Introduction

Do You Want to Lose Weight?

If you answered yes, you are missing the bigger picture! What you really want is fat loss!  It’s easy to lose weight you just don’t eat, unfortunately, the weight you lose will be both muscle and fat which is not healthy for the integral structure of your body.
To be successful with weight loss you should be preserving as much muscle as possible or even gain some, while at the same time lose as much body fat as possible. Your body fat % is a key indicator of your success, not just what the scales say!

Why is muscle important?

Muscle is vital to your success for losing fat. Why you thinking? Well the more muscle in the body the better your metabolism operates therefore you burn more calories per day. You see it’s all about these amazing powerhouses in our cells called mitochondria! The muscle you build basically means your body has to create more of them. You can do this a number of ways like high intensity exercise or weights for example. By creating a large demand for energy  your body is forced to create new mitochondria in order to be prepared for the next time your muscles call on that needed extra energy.
The great thing about muscle and mitochondria is that they are active tissue. Unlike fat, they need constant energy to maintain themselves – energy like fatty acids. What does this mean? It means that your body will be burning fat at all times of the day – even while you’re sleeping. Yes, it is possible to burn fat in your sleep!

Don’t Worry About Your weight

Too many times successful dieting is sabotaged because of a meaningless number on a scale. Why should this matter at all? It can’t tell you if your clothes fit better, it can’t tell you if your body fat percentage has changed, and it definitely won’t tell you that you’re looking any better.
When you start dieting, it is imperative that you track your progress using methods other than the scale. You need progress measuring tools that are going to track fat loss – not weight loss. Things like body fat callipers, tape measures, pictures, clothes sizes, and people’s comments are all going to be more useful for you. Don’t worry about your weight – even if it goes up. If you’re looking better, you’re weight doesn’t matter.

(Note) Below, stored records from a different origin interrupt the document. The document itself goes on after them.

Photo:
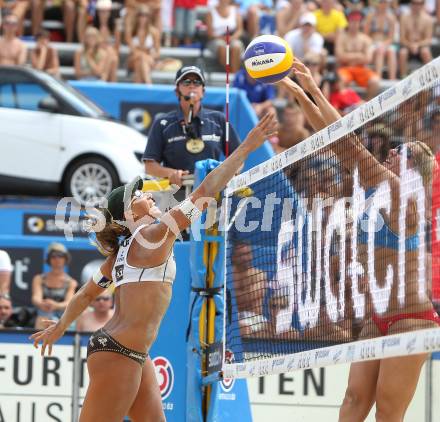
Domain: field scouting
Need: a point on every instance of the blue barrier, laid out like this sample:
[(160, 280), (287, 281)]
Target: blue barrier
[(26, 233), (118, 99)]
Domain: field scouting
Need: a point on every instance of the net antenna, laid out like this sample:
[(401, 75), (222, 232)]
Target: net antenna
[(228, 70)]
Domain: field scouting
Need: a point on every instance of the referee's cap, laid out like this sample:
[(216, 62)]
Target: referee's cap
[(119, 199), (188, 70)]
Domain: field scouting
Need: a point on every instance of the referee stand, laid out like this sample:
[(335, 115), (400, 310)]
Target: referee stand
[(209, 397)]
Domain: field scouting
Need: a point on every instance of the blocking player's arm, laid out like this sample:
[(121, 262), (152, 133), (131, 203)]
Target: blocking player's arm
[(370, 170)]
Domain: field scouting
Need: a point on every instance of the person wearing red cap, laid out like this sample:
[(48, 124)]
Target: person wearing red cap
[(354, 53), (416, 30)]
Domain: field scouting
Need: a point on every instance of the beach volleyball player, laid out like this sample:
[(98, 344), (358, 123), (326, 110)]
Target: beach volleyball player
[(122, 378), (389, 383)]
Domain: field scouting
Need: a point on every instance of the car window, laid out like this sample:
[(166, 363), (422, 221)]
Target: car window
[(22, 95), (7, 98), (29, 95)]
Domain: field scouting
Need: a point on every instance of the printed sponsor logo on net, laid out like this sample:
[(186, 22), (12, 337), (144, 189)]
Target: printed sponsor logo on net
[(278, 362), (387, 95), (431, 341), (349, 121), (368, 350), (337, 354), (321, 355), (333, 129), (389, 343), (407, 87), (428, 74), (411, 344), (366, 112)]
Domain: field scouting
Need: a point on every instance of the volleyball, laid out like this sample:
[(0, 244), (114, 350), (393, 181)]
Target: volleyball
[(268, 59)]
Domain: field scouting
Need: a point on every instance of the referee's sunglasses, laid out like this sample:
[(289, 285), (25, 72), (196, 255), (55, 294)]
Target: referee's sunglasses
[(188, 82)]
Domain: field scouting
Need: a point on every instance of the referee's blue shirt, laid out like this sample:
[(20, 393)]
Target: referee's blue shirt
[(167, 140)]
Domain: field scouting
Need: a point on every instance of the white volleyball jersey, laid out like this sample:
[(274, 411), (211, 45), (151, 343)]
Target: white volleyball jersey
[(123, 273)]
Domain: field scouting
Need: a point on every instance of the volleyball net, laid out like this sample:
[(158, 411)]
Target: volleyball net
[(332, 247)]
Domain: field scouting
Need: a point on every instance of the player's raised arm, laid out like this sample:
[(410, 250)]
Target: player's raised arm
[(181, 216)]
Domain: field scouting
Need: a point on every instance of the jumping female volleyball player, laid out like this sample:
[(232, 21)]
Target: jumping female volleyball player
[(390, 383), (122, 378)]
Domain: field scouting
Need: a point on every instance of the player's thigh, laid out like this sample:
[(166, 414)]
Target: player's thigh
[(147, 407), (114, 383), (362, 380), (397, 381)]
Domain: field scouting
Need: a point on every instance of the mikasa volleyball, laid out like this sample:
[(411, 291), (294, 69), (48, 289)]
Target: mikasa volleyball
[(268, 58)]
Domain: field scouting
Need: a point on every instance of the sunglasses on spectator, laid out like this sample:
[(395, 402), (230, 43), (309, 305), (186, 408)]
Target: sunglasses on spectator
[(195, 82), (399, 150), (104, 298)]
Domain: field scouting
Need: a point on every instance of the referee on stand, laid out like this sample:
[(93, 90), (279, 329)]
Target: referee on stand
[(190, 133)]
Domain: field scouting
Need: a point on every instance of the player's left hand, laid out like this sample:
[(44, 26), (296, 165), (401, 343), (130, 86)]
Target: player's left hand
[(303, 75), (52, 333)]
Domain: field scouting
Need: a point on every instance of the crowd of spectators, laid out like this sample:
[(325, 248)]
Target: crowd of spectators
[(351, 47), (51, 292)]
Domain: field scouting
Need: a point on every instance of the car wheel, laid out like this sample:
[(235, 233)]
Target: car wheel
[(90, 179)]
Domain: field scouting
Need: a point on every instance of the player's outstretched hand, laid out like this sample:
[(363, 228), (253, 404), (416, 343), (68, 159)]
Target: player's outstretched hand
[(48, 336), (303, 75), (266, 127)]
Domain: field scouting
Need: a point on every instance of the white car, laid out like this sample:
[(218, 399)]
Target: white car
[(55, 141)]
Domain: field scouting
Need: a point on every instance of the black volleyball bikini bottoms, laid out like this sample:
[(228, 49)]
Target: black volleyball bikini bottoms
[(101, 341)]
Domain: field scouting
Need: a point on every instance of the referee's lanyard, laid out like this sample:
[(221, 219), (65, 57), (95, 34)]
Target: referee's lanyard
[(194, 143)]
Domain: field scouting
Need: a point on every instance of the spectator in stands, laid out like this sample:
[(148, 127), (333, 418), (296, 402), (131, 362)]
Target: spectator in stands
[(341, 97), (37, 15), (416, 30), (378, 142), (52, 291), (144, 47), (354, 53), (288, 13), (75, 12), (43, 56), (110, 36), (175, 143), (184, 21), (132, 7), (260, 95), (17, 8), (5, 272), (91, 60), (292, 128), (95, 319), (251, 11), (225, 15), (305, 39), (330, 22), (380, 25), (5, 309), (12, 49)]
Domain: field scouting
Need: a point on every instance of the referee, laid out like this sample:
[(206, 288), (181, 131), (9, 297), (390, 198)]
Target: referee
[(190, 133)]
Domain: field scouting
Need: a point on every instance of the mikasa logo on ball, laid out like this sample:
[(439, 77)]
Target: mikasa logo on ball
[(259, 49), (261, 62)]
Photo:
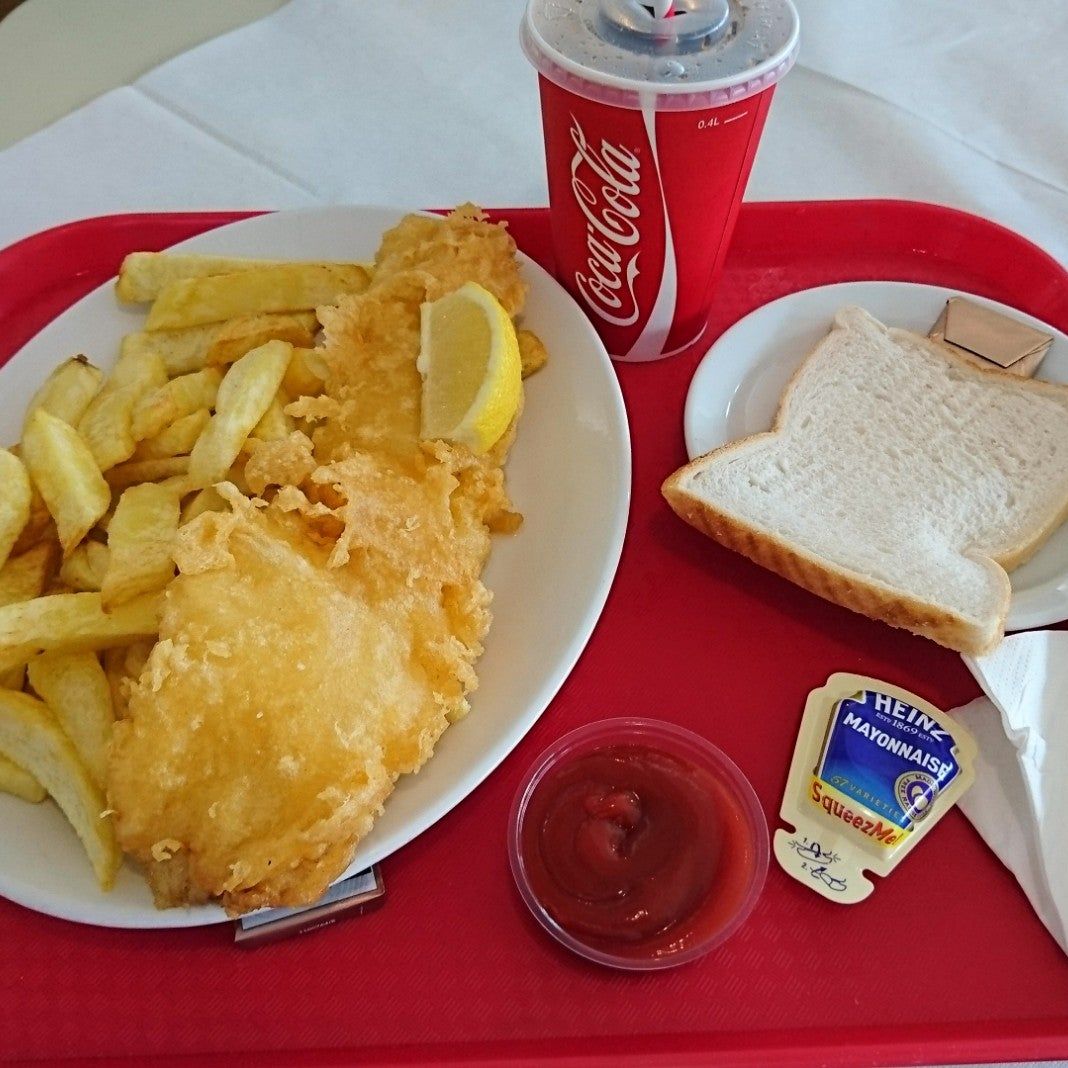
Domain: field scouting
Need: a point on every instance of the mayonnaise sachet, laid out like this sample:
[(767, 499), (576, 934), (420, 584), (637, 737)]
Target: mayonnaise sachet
[(874, 769)]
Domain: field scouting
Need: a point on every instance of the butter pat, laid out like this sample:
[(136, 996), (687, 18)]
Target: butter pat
[(874, 769), (988, 338)]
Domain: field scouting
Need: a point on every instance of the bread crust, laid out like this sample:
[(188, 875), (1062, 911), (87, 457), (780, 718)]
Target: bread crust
[(841, 585), (861, 593)]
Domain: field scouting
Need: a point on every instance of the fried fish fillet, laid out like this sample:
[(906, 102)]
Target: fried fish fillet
[(314, 648)]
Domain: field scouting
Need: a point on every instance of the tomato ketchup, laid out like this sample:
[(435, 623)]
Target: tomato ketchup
[(639, 844)]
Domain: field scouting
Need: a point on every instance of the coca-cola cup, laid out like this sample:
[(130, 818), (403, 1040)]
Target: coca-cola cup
[(652, 115)]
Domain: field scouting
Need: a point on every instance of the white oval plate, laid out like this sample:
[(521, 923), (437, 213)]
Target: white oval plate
[(568, 473), (736, 389)]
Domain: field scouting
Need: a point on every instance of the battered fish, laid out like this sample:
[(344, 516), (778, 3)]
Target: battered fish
[(317, 641)]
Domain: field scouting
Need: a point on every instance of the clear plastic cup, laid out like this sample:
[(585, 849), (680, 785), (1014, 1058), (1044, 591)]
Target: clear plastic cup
[(733, 809)]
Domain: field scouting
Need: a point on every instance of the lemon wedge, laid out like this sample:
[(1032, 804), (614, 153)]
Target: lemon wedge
[(472, 374)]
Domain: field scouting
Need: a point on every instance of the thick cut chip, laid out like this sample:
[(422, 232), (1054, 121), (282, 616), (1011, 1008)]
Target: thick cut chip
[(84, 568), (31, 736), (123, 665), (73, 685), (245, 395), (176, 439), (24, 577), (67, 391), (241, 335), (140, 544), (179, 397), (16, 495), (181, 350), (63, 469), (207, 500), (129, 474), (18, 782), (305, 374), (106, 425), (275, 425), (74, 623), (143, 275), (40, 527), (289, 287)]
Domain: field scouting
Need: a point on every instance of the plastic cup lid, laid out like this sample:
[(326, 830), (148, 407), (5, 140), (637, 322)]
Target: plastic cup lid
[(704, 53)]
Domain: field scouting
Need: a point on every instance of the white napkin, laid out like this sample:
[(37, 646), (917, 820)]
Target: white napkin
[(417, 103), (1017, 802)]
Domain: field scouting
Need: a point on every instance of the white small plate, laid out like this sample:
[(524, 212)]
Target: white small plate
[(736, 390), (568, 474)]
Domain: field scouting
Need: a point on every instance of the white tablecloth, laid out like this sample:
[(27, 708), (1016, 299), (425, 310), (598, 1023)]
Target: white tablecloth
[(423, 103)]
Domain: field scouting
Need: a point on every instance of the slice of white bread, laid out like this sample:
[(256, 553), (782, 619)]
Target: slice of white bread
[(899, 480)]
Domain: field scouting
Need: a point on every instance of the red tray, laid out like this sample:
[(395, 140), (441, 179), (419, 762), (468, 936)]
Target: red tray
[(945, 962)]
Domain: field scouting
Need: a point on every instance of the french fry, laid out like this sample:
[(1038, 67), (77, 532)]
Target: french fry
[(67, 391), (140, 544), (207, 500), (241, 335), (181, 350), (275, 425), (18, 782), (129, 474), (179, 397), (63, 469), (73, 623), (25, 577), (246, 393), (186, 350), (106, 425), (31, 736), (73, 685), (84, 568), (143, 275), (38, 528), (305, 375), (15, 497), (287, 287), (13, 678), (121, 665), (174, 440), (137, 471), (532, 351)]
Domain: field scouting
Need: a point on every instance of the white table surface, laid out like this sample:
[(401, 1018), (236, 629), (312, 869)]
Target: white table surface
[(883, 103)]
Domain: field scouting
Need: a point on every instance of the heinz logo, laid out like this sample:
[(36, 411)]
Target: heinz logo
[(606, 185)]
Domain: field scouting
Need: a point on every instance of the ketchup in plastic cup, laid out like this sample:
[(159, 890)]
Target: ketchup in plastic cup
[(638, 844), (650, 127)]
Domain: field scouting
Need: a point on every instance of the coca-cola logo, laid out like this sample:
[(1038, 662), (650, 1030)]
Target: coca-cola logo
[(606, 185)]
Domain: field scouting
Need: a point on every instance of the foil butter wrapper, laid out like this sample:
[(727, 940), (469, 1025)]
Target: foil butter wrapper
[(874, 770), (350, 897), (987, 336)]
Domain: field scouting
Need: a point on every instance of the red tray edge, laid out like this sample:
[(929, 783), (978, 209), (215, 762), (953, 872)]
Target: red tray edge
[(945, 1043)]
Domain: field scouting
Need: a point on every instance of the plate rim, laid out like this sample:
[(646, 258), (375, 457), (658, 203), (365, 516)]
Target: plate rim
[(185, 916), (1019, 617)]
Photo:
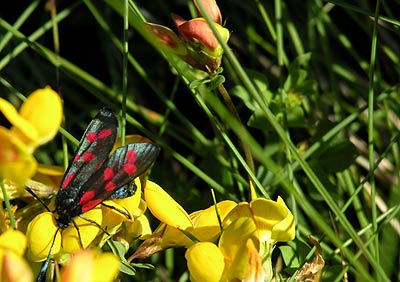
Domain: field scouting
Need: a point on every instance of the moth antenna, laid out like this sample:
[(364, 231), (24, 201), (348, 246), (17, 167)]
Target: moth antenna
[(30, 191)]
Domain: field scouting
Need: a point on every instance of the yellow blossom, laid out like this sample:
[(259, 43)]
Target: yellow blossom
[(205, 262), (12, 265), (36, 123), (88, 266)]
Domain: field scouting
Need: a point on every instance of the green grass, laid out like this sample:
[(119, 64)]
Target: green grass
[(316, 86)]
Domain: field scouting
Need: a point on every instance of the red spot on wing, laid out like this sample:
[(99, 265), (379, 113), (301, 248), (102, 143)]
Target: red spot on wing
[(108, 174), (90, 205), (104, 133), (131, 156), (110, 186), (67, 180), (88, 156), (76, 158), (87, 197)]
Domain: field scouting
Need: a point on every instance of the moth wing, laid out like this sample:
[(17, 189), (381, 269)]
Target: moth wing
[(93, 149), (120, 169)]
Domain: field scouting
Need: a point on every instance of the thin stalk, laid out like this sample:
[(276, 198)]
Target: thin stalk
[(124, 71), (371, 100)]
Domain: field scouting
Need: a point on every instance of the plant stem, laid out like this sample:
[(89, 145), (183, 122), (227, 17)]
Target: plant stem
[(7, 204), (232, 109)]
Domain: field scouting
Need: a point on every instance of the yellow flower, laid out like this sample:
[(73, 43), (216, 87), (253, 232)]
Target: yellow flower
[(205, 262), (205, 228), (87, 266), (249, 232), (164, 207), (43, 232), (36, 123), (12, 265)]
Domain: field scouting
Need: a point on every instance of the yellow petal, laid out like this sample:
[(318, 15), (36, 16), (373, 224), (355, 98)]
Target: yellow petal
[(205, 262), (256, 271), (16, 163), (164, 207), (138, 229), (13, 240), (233, 246), (14, 268), (106, 267), (206, 226), (79, 268), (274, 220), (87, 231), (41, 232), (43, 110)]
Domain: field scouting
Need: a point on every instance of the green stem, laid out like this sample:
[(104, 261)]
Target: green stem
[(232, 109), (7, 204)]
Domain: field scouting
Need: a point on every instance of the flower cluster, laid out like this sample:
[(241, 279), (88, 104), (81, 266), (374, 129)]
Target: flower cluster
[(197, 44), (245, 233), (228, 241), (36, 123)]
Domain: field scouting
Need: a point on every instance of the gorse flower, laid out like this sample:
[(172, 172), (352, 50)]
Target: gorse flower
[(197, 44), (13, 267), (245, 240), (36, 123), (89, 265)]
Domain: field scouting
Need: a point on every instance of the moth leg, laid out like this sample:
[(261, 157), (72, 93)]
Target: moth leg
[(43, 270)]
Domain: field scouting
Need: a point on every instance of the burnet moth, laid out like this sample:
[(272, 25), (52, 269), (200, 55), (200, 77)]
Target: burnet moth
[(94, 175)]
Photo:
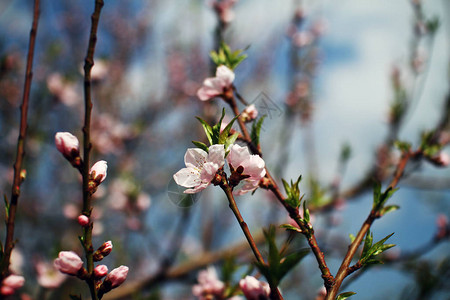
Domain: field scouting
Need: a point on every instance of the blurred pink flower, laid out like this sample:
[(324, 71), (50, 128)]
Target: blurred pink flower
[(98, 171), (83, 220), (208, 285), (10, 284), (250, 113), (200, 168), (100, 271), (67, 144), (254, 289), (223, 9), (117, 276), (215, 86), (68, 262), (253, 166), (48, 276)]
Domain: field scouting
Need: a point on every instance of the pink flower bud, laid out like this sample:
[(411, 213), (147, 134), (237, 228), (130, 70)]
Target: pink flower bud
[(10, 284), (253, 289), (100, 271), (98, 171), (83, 220), (67, 144), (103, 251), (68, 262), (117, 276)]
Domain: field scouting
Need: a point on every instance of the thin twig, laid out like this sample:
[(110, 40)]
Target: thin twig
[(20, 153), (87, 195)]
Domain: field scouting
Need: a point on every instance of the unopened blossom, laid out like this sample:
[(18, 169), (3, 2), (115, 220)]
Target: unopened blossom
[(48, 276), (215, 86), (67, 144), (100, 271), (252, 167), (104, 250), (250, 113), (83, 220), (208, 285), (254, 289), (200, 168), (223, 9), (10, 284), (98, 171), (68, 262), (117, 276)]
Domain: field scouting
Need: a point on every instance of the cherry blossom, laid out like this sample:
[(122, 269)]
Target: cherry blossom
[(200, 168), (253, 167), (208, 285), (215, 86), (98, 171), (254, 289), (67, 144), (68, 262), (117, 276), (10, 284)]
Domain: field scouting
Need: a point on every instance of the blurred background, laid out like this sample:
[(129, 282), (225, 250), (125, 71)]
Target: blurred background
[(338, 81)]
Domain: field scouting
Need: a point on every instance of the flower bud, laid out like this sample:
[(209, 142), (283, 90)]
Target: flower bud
[(83, 220), (68, 262), (10, 284), (100, 271), (103, 251), (117, 276), (98, 171), (67, 144)]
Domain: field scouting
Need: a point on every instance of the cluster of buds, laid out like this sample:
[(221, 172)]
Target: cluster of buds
[(68, 145), (68, 262), (10, 284)]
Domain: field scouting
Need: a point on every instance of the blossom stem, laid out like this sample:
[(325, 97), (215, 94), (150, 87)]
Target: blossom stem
[(20, 152), (293, 213), (344, 269), (87, 195)]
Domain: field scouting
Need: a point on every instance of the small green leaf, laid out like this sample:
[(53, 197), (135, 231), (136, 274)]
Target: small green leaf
[(200, 145), (345, 295), (256, 130), (290, 227), (207, 129)]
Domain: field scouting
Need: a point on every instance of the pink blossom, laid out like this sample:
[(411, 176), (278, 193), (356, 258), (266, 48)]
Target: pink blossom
[(117, 276), (253, 166), (250, 113), (47, 276), (208, 284), (215, 86), (200, 168), (253, 289), (68, 262), (104, 250), (100, 271), (83, 220), (10, 284), (67, 144), (223, 10), (98, 171)]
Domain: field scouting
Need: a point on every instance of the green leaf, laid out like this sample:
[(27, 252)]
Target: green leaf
[(345, 295), (290, 227), (256, 130), (200, 145), (388, 209), (207, 129)]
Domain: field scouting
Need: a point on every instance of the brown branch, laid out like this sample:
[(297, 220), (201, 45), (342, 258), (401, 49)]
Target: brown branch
[(293, 213), (20, 153), (344, 269), (87, 194)]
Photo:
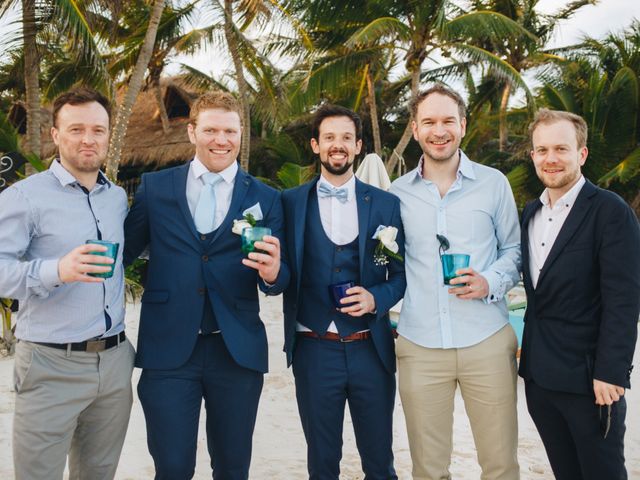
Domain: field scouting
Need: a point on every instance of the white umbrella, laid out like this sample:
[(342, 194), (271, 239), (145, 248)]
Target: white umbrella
[(372, 171)]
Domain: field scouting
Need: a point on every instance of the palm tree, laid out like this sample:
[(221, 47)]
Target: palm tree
[(135, 84), (521, 53)]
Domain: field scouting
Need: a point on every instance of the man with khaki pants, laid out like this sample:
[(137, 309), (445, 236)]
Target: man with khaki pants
[(458, 333), (73, 362)]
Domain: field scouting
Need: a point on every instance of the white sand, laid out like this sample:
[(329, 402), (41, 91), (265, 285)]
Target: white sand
[(279, 447)]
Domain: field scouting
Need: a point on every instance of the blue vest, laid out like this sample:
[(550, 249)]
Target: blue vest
[(325, 263), (208, 323)]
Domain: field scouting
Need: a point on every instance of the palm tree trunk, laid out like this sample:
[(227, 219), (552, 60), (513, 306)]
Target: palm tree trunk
[(406, 136), (135, 84), (31, 76), (373, 111), (243, 91), (506, 92), (164, 116)]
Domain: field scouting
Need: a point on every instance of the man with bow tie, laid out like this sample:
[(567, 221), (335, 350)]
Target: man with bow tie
[(345, 238), (200, 332)]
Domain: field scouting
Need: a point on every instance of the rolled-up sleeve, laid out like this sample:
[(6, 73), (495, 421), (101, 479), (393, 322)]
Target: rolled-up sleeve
[(20, 278), (504, 273)]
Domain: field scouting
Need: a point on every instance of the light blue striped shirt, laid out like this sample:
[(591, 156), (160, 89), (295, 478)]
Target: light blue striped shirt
[(42, 218), (478, 216)]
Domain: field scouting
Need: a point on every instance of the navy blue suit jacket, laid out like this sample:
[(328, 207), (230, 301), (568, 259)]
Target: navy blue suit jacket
[(582, 318), (386, 283), (180, 267)]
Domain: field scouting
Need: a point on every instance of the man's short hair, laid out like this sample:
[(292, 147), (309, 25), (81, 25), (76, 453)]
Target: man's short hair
[(79, 96), (327, 111), (546, 116), (442, 90), (216, 99)]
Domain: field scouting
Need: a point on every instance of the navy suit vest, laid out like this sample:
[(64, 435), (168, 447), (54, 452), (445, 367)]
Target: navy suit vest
[(324, 264), (208, 323)]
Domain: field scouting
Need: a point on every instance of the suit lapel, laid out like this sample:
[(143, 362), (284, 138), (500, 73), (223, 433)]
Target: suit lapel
[(299, 225), (570, 226), (240, 189), (363, 199), (528, 213), (180, 194)]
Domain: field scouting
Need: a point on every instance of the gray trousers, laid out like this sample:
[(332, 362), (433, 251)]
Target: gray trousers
[(70, 403)]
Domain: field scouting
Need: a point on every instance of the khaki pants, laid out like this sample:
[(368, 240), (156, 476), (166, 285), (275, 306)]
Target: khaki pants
[(75, 403), (486, 373)]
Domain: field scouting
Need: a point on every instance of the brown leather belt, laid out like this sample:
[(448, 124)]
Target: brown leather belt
[(96, 345), (336, 337)]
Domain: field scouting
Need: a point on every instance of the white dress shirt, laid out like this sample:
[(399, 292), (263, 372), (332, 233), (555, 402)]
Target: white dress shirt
[(339, 221), (545, 226), (222, 190)]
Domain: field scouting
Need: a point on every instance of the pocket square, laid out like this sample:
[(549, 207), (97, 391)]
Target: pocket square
[(255, 211)]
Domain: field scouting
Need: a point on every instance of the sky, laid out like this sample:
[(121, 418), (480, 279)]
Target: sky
[(606, 16)]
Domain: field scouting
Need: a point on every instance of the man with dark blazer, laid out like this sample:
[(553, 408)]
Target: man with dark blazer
[(342, 354), (581, 258), (200, 331)]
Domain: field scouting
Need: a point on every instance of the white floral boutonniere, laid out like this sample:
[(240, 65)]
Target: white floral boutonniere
[(250, 217), (387, 246)]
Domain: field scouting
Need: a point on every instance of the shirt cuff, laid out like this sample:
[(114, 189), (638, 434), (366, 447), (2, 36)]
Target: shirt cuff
[(496, 287), (49, 274)]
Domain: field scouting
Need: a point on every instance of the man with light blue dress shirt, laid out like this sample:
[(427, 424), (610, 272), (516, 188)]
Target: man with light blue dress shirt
[(73, 363), (457, 334)]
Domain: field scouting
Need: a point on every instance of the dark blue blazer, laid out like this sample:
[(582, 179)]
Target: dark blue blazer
[(181, 265), (581, 321), (386, 283)]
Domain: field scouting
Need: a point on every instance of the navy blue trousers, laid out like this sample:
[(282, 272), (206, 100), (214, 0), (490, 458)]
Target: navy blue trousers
[(328, 374), (569, 426), (171, 400)]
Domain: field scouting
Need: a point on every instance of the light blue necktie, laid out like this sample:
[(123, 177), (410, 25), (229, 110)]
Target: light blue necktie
[(326, 191), (205, 213)]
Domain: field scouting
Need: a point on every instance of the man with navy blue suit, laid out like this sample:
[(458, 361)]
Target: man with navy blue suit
[(347, 353), (200, 331), (581, 258)]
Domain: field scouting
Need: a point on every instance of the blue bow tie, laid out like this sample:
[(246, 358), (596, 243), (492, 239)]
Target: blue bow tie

Preserve Muscle While Losing Fat

If your  goal is fat loss, you are going to need to focus on preserving muscle while we lose fat. People tend to sabotage this by eating too little food and too few nutrients resulting in muscle loss. Once you start losing muscle, you are fighting an uphill battle to lose fat. This is one of the main reasons why diets fail!

Follow these guidelines to prevent the dreaded muscle loss

  1. Get in enough calories for your body size and activity level.
  2. Make sure those calories are nutrient dense i.e, fruits, vegetables, meats, legumes,  dairy, and whole grains.
  3. Try to get in 1 gram of protein per pound of lean body weight, and divide that evenly among 3-5 meals.
  4. Eat enough carbohydrates to support your activity level. Use myfitnesspal to calculate if unsure.
  5. Fill the rest of your calories with fat –  (essential fatty acids not saturates!).
  6. Make sure you exercise and give your muscles a reason to maintain themselves

Follow these guidelines and your body will look in a lot better shape than just doing the diet and weight loss option!

Conclusion 

Whilst weight loss for people that are heavily overweight fat loss is of far greater importance. Not only as you will look better physically you internally will be far healthier too. Just because someone weighs less on the scales does not mean they are healthy, have you ever heard of the skinny fat person type? Well this does exist and is potentially more damaging for your health than just concentrating on what the scales say!